Pour éclairer ce problème moral difficile, il faut rappeler les principes généraux sur la coopération à des actions mauvaises. Les chrétiens, de même que tous les hommes de bonne volonté, sont appelés, en vertu d’un grave devoir de conscience, à ne pas apporter leur collaboration formelle aux pratiques qui, bien qu’admises par la législation civile, sont en opposition avec la Loi de Dieu. En effet, du point de vue moral, il n’est jamais licite de coopérer formellement au mal. Cette coopération a lieu lorsque l’action accomplie, ou bien de par sa nature, ou bien de par la qualification qu’elle prend dans un contexte concret, se caractérise comme une participation directe à un acte contre la vie humaine innocente ou comme l’assentiment donné à l’intention immorale de l’agent principal. Cette coopération ne peut jamais être justifiée en invoquant le respect de la liberté d’autrui, ni en prenant appui sur le fait que la loi civile la prévoit et la requiert : pour les actes que chacun accomplit personnellement, il existe, en effet, une responsabilité morale à laquelle personne ne peut jamais se soustraire et sur laquelle chacun sera jugé par Dieu lui-même (cf. Rm 2, 6 ; 14, 12).

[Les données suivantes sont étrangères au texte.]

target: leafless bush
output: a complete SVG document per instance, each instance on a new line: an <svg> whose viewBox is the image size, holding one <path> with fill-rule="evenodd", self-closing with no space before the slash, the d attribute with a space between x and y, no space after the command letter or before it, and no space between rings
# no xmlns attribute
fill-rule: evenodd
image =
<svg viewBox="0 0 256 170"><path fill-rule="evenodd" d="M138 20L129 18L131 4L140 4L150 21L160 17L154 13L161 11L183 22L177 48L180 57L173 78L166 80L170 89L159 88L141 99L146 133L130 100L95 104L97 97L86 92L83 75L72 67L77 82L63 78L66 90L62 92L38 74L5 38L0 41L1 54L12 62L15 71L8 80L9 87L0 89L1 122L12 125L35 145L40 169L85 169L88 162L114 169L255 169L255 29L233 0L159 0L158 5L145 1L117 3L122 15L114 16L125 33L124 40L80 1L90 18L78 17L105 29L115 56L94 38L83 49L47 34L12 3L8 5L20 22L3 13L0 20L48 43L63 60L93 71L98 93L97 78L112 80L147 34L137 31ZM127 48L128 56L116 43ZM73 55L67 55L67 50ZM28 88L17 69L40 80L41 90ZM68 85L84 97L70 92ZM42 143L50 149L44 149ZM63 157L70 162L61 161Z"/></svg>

Refuser de participer à la perpétration d’une injustice est non seulement un devoir moral, mais aussi un droit humain élémentaire. S’il n’en était pas ainsi, la personne humaine serait contrainte à accomplir une action intrinsèquement incompatible avec sa dignité, et ainsi sa liberté même, dont le sens et la fin authentiques résident dans l’orientation vers la vérité et le bien, en serait radicalement compromise. Il s’agit donc d’un droit essentiel qui, en tant que tel, devrait être prévu et protégé par la loi civile elle-même. Dans ce sens, la possibilité de se refuser à participer à la phase consultative, préparatoire et d’exécution de tels actes contre la vie devrait être assurée aux médecins, au personnel paramédical et aux responsables des institutions hospitalières, des cliniques et des centres de santé. Ceux qui recourent à l’objection de conscience doivent être exempts non seulement de sanctions pénales, mais encore de quelque dommage que ce soit sur le plan légal, disciplinaire, économique ou professionnel.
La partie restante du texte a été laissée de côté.